Рассказывая о ком-нибудь, с кем случилось большое несчастье, мать обыкновенно говорила: «Черный, лицо черное» или: «Почернел лицом, как земля черная». Я не мог понять, как это вдруг человек может почернеть, и не мог конкретно представить себе такого человека. Но когда через два с половиной или даже три часа (до мельницы и по снегу каких-нибудь двадцать минут ходу) мать вернулась с лошадью и грузом, я воочию убедился в реальности ее сравнения. Лицо у матери совершенно потемнело и почернело, точно земля на студеном ветру и дожде. Под глазами нависли мешки, тоже черные, губы потрескались, а на верхней, как всегда после тяжелого переживания, появилась лихорадка. На улице в самом деле сильно похолодало, но за такое время от сильной стужи не почернеешь. А когда мать, войдя в комнату, сдвинула со лба платок, картина была еще более странной: лоб оказался мертвенно-бледным, в сущности белым.

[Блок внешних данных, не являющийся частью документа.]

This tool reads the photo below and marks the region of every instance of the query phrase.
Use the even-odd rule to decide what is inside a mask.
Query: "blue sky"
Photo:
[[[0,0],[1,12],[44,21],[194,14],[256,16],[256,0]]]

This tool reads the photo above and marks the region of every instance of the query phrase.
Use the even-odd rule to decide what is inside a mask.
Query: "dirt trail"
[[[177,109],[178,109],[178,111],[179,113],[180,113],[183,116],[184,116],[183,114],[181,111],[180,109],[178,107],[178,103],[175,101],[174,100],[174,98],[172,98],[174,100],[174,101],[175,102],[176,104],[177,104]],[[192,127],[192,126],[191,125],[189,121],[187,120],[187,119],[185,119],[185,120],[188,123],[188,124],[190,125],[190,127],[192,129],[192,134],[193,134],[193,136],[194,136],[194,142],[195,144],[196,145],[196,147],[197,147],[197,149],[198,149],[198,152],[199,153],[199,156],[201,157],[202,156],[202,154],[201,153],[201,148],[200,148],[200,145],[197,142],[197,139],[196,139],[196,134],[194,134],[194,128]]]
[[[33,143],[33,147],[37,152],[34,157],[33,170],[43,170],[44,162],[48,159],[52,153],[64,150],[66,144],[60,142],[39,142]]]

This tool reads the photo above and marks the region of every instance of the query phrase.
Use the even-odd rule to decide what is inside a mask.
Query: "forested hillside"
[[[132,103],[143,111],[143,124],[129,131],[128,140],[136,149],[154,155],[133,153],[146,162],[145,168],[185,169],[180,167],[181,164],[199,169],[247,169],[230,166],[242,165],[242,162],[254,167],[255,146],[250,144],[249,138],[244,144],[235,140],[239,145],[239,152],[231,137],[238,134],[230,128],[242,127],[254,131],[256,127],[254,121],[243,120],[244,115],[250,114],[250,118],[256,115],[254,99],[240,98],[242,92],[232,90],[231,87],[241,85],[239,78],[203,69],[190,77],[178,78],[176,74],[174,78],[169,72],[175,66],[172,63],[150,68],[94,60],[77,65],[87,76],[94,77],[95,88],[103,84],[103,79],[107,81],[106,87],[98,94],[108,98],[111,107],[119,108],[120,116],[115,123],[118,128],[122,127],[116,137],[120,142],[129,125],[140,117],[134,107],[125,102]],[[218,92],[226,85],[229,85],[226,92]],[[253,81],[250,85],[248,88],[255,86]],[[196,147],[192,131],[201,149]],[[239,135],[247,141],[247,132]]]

Мать имела привычку, возвратись откуда-либо, рассказывать обо всем, что видела и что с ней случилось. Сейчас, однако, она ничего не говорила — села и молчала. Отец быстро убрал лошадь и пришел в комнату. Но и он ничего не спрашивал, подошел к печи, поворошил огонь, подбросил дров. Затем он налил стаканчик ракии и протянул матери. Мать ракию не выносила, и, если случалось выпить глоток или два, ее всякий раз передергивало. Сейчас, однако, она без слов взяла стаканчик, торопливо выпила и даже не вздрогнула. Отец велел мне и брату внести дрова в комнату. Раз мать сама отправилась на мельницу, он нарубил и наколол дров на три дня.

— Поют! — выговорила мать, когда я, толкнув дверь охапкой поленьев, вошел в комнату.

И тут же — уж не потому ли, что мы с братом вошли, — замолчала. А когда мы вошли во второй раз, она уже плакала: плакала, захлебываясь, некрасиво морща лицо и растягивая губы, — слезы стекали прямо в уголки губ. Она плакала и одновременно рассказывала. И больше, пока мы ходили туда-сюда и задерживались в комнате, не прерывала ни того, ни другого — это, очевидно, было уже выше ее сил. Да и отец как будто больше не обращал внимания на то, что мы в комнате, и даже на то, что, войдя в третий раз, мы окончательно остались в ней. Возможно, он о нас совсем забыл, захваченный тем, что слушал. Всего, что ему мать рассказала, я не знаю; знаю только то, что слышал отрывочно и что потом в течение долгой жизни связалось в нечто целое.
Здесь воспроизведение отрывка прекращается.